The CSTR POME-to-Biogas Project Development aligns with the eligibility requirements for a carbon project by demonstrating additionality, sequestering and storing carbon, committing to a long-term monitoring period, and showcasing a strong capacity for CO2 removal. These factors contribute to the project's potential to generate significant climate benefits and qualify for carbon funding and support.

Many co-benefits:
Multiple co-benefits for the society and environment, such as biodiversity conservation, community development and empowerment in the Continuous Stirred Tank Reactor (CSTR) POME-to-Biogas Project Development
The Continuous Stirred Tank Reactor (CSTR) POME-to-Biogas Project Development offers multiple co-benefits for both society and the environment. Moreover, by implementing the CSTR POME-to-Biogas system, the project prevents the discharge of untreated POME into water bodies, reducing water pollution and protecting water resources.
These co-benefits demonstrate the broader positive impacts of the CSTR POME-to-Biogas Project Development beyond carbon emission reductions.

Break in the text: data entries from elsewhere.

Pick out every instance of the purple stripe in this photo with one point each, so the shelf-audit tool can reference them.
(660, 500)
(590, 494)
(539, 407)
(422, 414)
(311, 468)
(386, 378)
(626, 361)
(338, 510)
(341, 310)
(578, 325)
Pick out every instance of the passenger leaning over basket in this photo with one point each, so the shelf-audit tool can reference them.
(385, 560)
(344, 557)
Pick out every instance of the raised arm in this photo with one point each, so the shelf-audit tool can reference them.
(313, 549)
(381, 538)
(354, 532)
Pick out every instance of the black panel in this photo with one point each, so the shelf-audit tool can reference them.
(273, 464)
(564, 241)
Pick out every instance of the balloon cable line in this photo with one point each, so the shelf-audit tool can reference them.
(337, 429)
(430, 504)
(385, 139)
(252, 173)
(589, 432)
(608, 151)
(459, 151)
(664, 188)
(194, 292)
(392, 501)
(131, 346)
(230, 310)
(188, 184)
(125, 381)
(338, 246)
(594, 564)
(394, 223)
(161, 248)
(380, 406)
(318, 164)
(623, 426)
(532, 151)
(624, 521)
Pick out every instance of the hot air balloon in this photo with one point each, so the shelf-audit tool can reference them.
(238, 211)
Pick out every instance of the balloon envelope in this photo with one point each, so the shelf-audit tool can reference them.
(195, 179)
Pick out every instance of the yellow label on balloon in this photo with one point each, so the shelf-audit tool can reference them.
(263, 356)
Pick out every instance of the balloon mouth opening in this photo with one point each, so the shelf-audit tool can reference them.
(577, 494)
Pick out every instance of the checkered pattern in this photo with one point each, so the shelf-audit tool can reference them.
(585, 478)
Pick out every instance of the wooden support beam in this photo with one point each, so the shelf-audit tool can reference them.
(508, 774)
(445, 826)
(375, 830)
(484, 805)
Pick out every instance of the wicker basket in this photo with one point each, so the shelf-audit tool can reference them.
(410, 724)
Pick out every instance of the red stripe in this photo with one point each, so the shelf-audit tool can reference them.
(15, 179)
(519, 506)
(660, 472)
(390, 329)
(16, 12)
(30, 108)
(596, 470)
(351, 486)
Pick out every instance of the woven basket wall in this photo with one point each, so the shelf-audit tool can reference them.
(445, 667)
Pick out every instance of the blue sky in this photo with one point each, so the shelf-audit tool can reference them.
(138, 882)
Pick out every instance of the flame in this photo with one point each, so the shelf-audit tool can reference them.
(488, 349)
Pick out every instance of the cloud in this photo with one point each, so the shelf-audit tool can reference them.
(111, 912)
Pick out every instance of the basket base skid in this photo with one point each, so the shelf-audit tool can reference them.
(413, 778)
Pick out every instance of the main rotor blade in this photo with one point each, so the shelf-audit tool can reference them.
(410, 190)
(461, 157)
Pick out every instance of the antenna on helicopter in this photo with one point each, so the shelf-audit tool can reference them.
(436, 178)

By promoting biodiversity conservation, community development, renewable energy generation, and waste management, the project contributes to the overall well-being of both the environment and local communities.

Strong focus on multiple SDGs:
Project must cover at least 3 SDGs including Climate action (SDG13) and should be able to manifest the SDG impact due to project activity in the Continuous Stirred Tank Reactor (CSTR) POME-to-Biogas Project Development
The Continuous Stirred Tank Reactor (CSTR) POME-to-Biogas Project Development aligns with multiple Sustainable Development Goals (SDGs), including SDG 13 (Climate Action). By preventing the discharge of untreated POME, the project helps protect soil quality, water resources, and biodiversity in the surrounding areas.
The Continuous Stirred Tank Reactor (CSTR) POME-to-Biogas Project Development demonstrates a strong focus on multiple SDGs, including SDG 13 (Climate Action).

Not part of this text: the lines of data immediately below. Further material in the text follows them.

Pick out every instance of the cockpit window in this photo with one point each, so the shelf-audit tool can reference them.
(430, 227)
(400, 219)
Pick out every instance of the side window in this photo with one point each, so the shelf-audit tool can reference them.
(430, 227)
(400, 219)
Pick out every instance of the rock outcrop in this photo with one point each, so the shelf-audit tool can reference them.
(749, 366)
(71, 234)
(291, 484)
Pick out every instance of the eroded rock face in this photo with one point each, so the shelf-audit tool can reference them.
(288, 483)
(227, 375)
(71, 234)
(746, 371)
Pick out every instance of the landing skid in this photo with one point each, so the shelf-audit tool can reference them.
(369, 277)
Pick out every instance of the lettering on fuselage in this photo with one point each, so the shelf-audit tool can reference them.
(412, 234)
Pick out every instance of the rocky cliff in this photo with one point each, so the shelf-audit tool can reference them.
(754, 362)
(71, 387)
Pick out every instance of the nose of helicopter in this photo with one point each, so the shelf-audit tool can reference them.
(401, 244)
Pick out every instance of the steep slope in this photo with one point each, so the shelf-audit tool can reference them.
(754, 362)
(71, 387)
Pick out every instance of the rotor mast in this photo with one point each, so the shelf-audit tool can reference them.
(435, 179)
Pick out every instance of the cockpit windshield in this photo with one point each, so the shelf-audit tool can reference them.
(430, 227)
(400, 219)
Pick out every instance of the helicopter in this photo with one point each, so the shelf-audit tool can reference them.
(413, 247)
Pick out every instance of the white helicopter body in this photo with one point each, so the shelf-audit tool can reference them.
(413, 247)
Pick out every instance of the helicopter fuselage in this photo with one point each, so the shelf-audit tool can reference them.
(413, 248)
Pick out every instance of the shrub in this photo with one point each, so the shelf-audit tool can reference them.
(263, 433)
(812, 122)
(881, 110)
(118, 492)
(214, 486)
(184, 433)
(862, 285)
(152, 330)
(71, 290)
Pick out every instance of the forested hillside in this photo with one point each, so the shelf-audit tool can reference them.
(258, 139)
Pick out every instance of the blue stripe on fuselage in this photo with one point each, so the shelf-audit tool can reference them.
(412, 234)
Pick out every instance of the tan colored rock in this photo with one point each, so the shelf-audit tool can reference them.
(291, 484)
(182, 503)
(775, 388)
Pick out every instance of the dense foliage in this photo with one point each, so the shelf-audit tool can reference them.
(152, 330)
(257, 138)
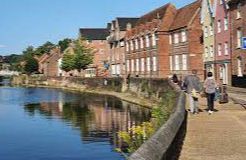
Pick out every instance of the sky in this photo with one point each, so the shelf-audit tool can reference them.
(33, 22)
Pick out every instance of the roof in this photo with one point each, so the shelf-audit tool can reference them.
(123, 21)
(94, 33)
(185, 15)
(155, 14)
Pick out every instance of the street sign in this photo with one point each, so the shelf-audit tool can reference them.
(244, 43)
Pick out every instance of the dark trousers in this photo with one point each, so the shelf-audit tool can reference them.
(210, 101)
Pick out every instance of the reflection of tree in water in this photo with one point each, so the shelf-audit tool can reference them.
(99, 118)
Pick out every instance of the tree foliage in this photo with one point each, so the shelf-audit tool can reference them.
(64, 44)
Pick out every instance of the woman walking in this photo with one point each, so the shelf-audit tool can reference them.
(210, 89)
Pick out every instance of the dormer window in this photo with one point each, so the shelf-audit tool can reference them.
(239, 10)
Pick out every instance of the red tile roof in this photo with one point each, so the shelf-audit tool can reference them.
(185, 14)
(157, 13)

• Determination of process parameters and monitoring systems to ensure optimal performance
• Selection and sizing of equipment for mixing, heating, and controlling temperature within the digester
• Integration of pre-treatment systems for feedstock preparation, if necessary

Instrumentation Engineering:

• Selection and installation of instruments to measure and monitor process variables (temperature, pressure, flow rate, etc.)
• Integration of data acquisition systems for real-time monitoring and control
• Calibration and maintenance of instruments for accurate measurement and data recording
  Effective coordination among these engineering disciplines, along with project management expertise, ensures that the biogas power plant is constructed and operated efficiently, meeting quality standards, cost targets, and project timelines.

Time schedule for facility construction:
The construction timeline for an industrial-scale biogas plant, specifically for a Continuous Stirred Tank Reactor (CSTR) POME-to-Biogas project, can vary depending on factors such as project size, complexity, permitting requirements, and the availability of resources.